Your requirements might differ from the architecture described here. Use the following recommendations as a starting point.

  • VCN and Subnets

    When you create a VCN, determine the number of CIDR blocks required and the size of each block based on the number of resources that you plan to attach to subnets in the VCN. Use CIDR blocks that are within the standard private IP address space.

    Select CIDR blocks that don't overlap with any other network (in Oracle Cloud Infrastructure, your on-premises data center, or another cloud provider) to which you intend to set up private connections.

    After you create a VCN, you can change, add, and remove its CIDR blocks.

    When you design the subnets, consider your traffic flow and security requirements. Attach all the resources within a specific tier or role to the same subnet, which can serve as a security boundary.

  • Compartment

    By default, any Oracle Cloud tenancy has a default root compartment named after the tenancy itself. The tenancy administrator (default root compartment administrator) is any user who is a member of the default Administrators group.

    For this architecture, create a compartment that contains all resources to isolate them and improve security.

  • Instance Principal

    Create a dynamic group and policies to allow the VM to access Object Storage buckets without making them public.

  • Oracle Image

    Create the VM using Oracle Cloud Developer Image, which comes with OCI-CLI, Python, and Git installed and ready to use.

Considerations

Consider the following points when deploying this reference architecture:

  • Frequency

    The frequency with which you execute your scan depends on the volume and frequency of incoming objects. A general guideline is starting with a weekly scan and adjust based on the time taken to process all objects in the bucket.

  • Performance

    Several factors affect performance, but the most important is the number of files that need to be processed and the instance shape.

  • Security

    Use instance principal and dynamic group to restrict access to object storage buckets. Use Oracle Cloud Infrastructure Identity and Access Management (IAM) policies to assign privileges to the specific dynamic group to avoid making the buckets public.
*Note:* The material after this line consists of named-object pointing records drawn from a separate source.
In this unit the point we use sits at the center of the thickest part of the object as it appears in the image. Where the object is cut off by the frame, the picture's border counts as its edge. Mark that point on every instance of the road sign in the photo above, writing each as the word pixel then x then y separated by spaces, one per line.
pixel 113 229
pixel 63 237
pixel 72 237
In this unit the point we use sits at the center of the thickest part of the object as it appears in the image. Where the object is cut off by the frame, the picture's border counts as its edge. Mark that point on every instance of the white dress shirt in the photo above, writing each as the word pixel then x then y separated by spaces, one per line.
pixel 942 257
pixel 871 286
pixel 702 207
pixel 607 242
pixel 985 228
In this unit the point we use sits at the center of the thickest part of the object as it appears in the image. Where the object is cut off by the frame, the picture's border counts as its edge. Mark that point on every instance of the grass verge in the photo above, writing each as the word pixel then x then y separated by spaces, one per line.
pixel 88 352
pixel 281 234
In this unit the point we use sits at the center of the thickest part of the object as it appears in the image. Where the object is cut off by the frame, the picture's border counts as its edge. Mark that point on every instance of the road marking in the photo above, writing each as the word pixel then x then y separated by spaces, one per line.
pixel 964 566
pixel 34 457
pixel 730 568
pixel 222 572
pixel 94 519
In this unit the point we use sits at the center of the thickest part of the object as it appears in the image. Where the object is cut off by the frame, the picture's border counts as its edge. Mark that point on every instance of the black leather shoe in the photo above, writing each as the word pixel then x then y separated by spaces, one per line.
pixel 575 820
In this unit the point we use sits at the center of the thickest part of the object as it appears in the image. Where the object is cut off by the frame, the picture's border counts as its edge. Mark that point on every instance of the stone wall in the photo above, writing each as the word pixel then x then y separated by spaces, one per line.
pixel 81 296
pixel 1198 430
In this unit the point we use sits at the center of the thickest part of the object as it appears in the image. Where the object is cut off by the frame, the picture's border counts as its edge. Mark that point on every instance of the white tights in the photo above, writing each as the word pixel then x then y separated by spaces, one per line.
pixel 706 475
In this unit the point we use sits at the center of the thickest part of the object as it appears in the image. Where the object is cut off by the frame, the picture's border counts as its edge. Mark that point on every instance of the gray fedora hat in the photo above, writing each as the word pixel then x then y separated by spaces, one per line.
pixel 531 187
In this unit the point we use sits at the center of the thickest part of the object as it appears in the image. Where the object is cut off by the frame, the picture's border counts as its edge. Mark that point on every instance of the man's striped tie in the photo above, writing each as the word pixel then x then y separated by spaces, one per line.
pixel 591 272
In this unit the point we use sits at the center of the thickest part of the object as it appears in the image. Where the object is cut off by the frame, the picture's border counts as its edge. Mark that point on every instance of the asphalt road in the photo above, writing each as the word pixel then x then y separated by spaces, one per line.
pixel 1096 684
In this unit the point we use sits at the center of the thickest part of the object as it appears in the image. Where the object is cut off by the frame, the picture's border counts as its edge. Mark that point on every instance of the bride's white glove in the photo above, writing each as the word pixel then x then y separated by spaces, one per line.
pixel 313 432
    Encryption is enabled for Oracle Cloud Infrastructure Object Storage by default and can’t be turned off.

  • Cost

    Oracle Cloud Infrastructure instance and its block storage is paid per use, so you pay only when you run the antivirus in the bucket. To scan incoming objects you are going to keep an instance running 24x7 and depending on objects volume you can use free-tier, share an instance with other service or start a dedicated one. You don’t need to pay for outbound data transfer and for the open source antivirus.

Deploy

The Terraform code for this reference architecture is available as a sample stack in Oracle Cloud Infrastructure Resource Manager. You can also download the code from GitHub, and customize it to suit your specific requirements.

  • Deploy using the sample stack in Oracle Cloud Infrastructure Resource Manager:
    1. Go to Deploy to Oracle Cloud.

      If you aren't already signed in, enter the tenancy and user credentials.

    2. Select the region where you want to deploy the stack.
    3. Follow the on-screen prompts and instructions to create the stack.
    4. After creating the stack, click Terraform Actions, and select Plan.
    5. Wait for the job to be completed, and review the plan.

      To make any changes, return to the Stack Details page, click Edit Stack, and make the required changes. Then, run the Plan action again.

    6. If no further changes are necessary, return to the Stack Details page, click Terraform Actions, and select Apply.
  • Deploy using the Terraform code in GitHub:
    1. Go to GitHub.
    2. Clone or download the repository to your local computer.
    3. Follow the instructions in the README document.